Atualmente, há mais do que apenas apertos de mão comoventes e intencionais de jogadores ucranianos nas quadras de tênis.

Com Elina Svitolina e Marta Kostyuk na liderança, também houve troféus para levantar.

O título de Svitolina no Aberto da Itália no fim de semana rendeu títulos consecutivos do WTA 1000 para a Ucrânia, após a vitória de Kostyuk no Aberto de Madri, duas semanas antes.

Três dias depois de um dos ataques mais mortíferos a Kiev na guerra de quatro anos com a Rússia, Svitolina prestou homenagem na cerimónia do troféu no sábado a “todas as pessoas na Ucrânia que me apoiaram, observando à noite enquanto estavam em abrigos.

“As últimas semanas têm sido muito difíceis para a Ucrânia. Sinto todo o amor. Obrigado. Slava Ukraini!” Svitolina disse após a vitória sobre Coco Gauff, invocando o bordão dos ucranianos – “Glória à Ucrânia”.

O número de mortos em um ataque com mísseis russos na quinta-feira que destruiu um prédio de apartamentos em Kiev foi de 24, incluindo três adolescentes.

Da mesma forma, em Madrid, Kostyuk terminou o seu discurso de vitória com “glória a Deus e glória à Ucrânia”.

O terceiro título de Svitolina no Aberto da Itália veio oito anos depois de seu troféu anterior em Roma. Também se segue a uma pausa de maternidade em 2022, que a viu voltar da posição 236 naquele ano.

Ela está de volta ao top 10 (7ª posição) aos 31 anos e segue para o Aberto da França, que começa no domingo, como mais uma vez candidata ao título do Grand Slam.

No ranking de corridas da temporada que leva em consideração apenas este ano, Svitolina é a terceira colocada, atrás apenas de Elena Rybakina e Aryna Sabalenka.

Svitolina derrotou três campeões do Grand Slam consecutivos no Foro Italico: Rybakina (campeão do Aberto da Austrália deste ano) nas quartas de final, Iga Swiatek (campeão de Wimbledon do ano passado) nas semifinais e Gauff (vencedor do Aberto da França do ano passado) na final.

“Este é um dos sorteios mais difíceis que tive num torneio”, disse Svitolina. “Estou muito orgulhoso da maneira como me comportei, lidei com os nervos e fui consistente.”

A vitória de Kostyuk em Madrid – o maior título de sua carreira – veio imediatamente depois que ela conquistou outro título no saibro em Rouen, França.

Ela desistiu do Aberto da Itália devido a problemas no quadril e tornozelo, mas irá para Roland Garros em uma sequência de 11 vitórias consecutivas

“Ela sempre foi uma jogadora muito forte”, disse Svitolina. “Agora ela é mais consistente.”

Svitolina e o número 15 Kostyuk lideram sete ucranianos no top 100 do ranking.

“Considerando a guerra e tudo o que está acontecendo em nosso país, acho que é uma grande inspiração para a geração mais jovem”, disse Svitolina. “Isso mostra que é possível.

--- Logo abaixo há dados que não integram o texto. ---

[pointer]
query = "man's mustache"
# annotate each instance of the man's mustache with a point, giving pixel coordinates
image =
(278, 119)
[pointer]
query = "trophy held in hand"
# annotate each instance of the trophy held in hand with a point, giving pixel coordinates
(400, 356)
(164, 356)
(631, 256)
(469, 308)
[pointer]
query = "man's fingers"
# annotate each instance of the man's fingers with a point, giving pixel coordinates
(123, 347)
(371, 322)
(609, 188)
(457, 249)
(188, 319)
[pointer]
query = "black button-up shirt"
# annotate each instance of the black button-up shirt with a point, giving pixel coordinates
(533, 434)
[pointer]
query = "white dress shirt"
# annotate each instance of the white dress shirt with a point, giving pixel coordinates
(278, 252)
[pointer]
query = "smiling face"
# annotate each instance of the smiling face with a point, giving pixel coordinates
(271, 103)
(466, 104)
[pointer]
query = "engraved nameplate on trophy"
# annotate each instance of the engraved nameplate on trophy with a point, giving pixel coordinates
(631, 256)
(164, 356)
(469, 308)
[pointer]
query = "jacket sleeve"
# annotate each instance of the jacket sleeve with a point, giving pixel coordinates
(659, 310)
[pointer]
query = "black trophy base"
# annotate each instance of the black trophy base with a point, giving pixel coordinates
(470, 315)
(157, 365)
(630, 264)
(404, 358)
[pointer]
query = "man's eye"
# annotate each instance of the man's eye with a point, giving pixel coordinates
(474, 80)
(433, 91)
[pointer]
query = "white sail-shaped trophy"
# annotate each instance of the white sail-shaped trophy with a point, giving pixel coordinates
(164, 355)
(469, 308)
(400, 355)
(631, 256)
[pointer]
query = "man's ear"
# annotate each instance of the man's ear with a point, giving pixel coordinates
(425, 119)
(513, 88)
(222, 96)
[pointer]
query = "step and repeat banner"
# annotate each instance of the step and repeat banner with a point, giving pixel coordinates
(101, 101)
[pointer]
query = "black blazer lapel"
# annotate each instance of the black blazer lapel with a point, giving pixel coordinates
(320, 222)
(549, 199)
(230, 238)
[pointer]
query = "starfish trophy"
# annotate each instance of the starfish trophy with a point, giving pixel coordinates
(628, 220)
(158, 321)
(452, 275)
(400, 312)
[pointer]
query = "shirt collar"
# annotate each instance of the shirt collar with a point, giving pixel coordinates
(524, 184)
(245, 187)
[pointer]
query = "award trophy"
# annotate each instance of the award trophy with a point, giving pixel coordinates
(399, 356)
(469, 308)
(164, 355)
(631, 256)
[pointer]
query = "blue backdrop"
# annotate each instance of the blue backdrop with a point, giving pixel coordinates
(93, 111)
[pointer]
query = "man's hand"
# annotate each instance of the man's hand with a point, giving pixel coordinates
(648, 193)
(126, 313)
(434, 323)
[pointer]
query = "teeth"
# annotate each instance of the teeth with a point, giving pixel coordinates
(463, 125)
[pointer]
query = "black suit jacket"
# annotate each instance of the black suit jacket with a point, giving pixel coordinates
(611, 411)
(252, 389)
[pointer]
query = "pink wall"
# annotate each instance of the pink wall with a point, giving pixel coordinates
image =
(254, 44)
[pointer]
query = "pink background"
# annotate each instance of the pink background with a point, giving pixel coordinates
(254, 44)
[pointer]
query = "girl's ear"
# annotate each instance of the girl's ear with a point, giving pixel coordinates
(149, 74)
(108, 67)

Especialmente para as meninas na Ucrânia, é um bom exemplo.”

Quando Kostyuk derrotou a adversária russa Mirra Andreeva na final de Madrid, ela não apertou a mão na rede. Esse tem sido o protocolo dos jogadores ucranianos com adversários da Rússia e da sua aliada Bielorrússia desde o início da guerra. Jogadores da Rússia e da Bielorrússia foram forçados a competir com status neutro e sem bandeiras nacionais

No entanto, numa mudança política este mês, o Comité Olímpico Internacional disse que os atletas da Bielorrússia deveriam mais uma vez competir com a sua identidade nacional completa.

“A guerra ainda continua. Os foguetes ainda estão indo para a Ucrânia”, disse Svitolina. “Os dois países ainda eram considerados agressores. Para nós é muito triste e muito doloroso ver que isso está sendo levado em conta”.

Embora Svitolina tenha vencido com mais frequência em quadra recentemente, o marido e jogador francês Gael Monfils pode receber mais atenção em seu último Roland Garros antes de se aposentar no final do ano.

“Vai ser muito, muito movimentado, mas ao mesmo tempo acho muito especial para nós como família e, claro, para ele pessoalmente”, disse Svitolina. “Só vou aproveitar e dar o meu melhor. O último.”